Where x and n refer to your hard drive number and your partition number within that drive, respectively (ie. the second partition on the first hard disk will be referred to as sda2).

Now that you have your new partition ready to be filled with the contents of your /home directory, navigate to /home…

cd /home

…and copy everything over (a simple copy & paste from within a file browser will not do):

sudo find . -depth -print0 |sudo cpio --null --sparse --preserve-modification-time -pvd /media/new_home

Now everything needed for /home is in /media/new_home. Your new partition is now ready to fill its role.

A good idea now would be to move your current /home to another folder to make room for the new /home directory that will serve as a mount point for your new partition:

sudo mv /home /home-old

Now make the aforementioned new /home:

sudo mkdir /home

Having done that, you can test that everything works:

sudo umount /media/new_home
sudo mount /dev/sdxn /home

I suggest at this point to make sure that all users have ownership of their files:

sudo chown -hR username:username /new_home/username

Of course you will substitute all the usernames on your system for username above. Execute the command once for each user.

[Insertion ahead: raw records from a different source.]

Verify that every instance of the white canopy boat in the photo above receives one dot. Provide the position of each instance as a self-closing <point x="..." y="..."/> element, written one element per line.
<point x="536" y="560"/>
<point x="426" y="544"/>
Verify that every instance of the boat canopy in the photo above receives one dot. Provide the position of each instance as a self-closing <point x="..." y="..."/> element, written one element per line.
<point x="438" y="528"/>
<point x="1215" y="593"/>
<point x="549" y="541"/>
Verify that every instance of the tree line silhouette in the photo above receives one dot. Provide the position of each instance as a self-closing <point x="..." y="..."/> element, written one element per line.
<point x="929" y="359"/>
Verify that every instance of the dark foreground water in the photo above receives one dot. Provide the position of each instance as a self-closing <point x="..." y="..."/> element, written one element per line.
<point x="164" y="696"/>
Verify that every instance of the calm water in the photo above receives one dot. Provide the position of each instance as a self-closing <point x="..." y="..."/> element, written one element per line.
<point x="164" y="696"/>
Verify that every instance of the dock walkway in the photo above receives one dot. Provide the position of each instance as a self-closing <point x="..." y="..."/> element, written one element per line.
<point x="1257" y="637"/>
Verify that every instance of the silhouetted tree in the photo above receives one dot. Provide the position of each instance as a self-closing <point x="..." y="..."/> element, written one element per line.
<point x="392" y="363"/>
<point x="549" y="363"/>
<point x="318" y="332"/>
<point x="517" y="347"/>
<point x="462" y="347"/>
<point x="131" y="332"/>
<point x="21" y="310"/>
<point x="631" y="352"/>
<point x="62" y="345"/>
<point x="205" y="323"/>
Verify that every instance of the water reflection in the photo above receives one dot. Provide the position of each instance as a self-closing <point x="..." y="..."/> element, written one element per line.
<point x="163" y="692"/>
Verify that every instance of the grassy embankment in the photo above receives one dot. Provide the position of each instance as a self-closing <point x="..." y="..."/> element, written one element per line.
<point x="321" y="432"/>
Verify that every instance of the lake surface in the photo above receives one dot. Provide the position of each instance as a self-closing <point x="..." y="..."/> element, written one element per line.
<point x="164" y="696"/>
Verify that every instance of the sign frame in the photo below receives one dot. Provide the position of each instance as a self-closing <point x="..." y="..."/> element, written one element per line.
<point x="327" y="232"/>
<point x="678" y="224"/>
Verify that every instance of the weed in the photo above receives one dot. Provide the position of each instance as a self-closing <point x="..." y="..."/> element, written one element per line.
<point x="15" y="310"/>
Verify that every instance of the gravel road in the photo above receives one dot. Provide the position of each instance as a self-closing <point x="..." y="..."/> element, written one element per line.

If all is well (and it should be), edit your fstab so that the system will use your new partition for /home every time it boots up.

sudo nano /etc/fstab

You’ll have to add the line:

/dev/sdxn /home ext3 defaults 0 0

Comment out any other reference to /home that may exist in fstab by placing a “#” at the beginning of the line. Close and save the file. If everything goes smoothly, you should be able to come back and delete this line after the next reboot. You should also be able to delete the old /home directory:

sudo rm -r /home-old

That’s it!

The Result:

An 80 GB drive is now mounted in the /home directory on my Ubuntu 8.04 (Hardy Heron) machine. My documents, pictures and desktop folders are synchronized between it and my main PC, and I didn’t have to reinstall anything to make it work.

I’ve also repeated the process similarly on my main PC running Ubuntu 8.10 (Intrepid Ibex) to prepare the system as I plan to reinstall openSUSE 11, test out Fedora 10 (I haven’t used Fedora since it was still called Red Hat), all while sharing a single /home partition between the three (another advantage to a separate /home partition: sharing it between Linux distributions, or even saving documents and settings if you need to reinstall the version you’ve got).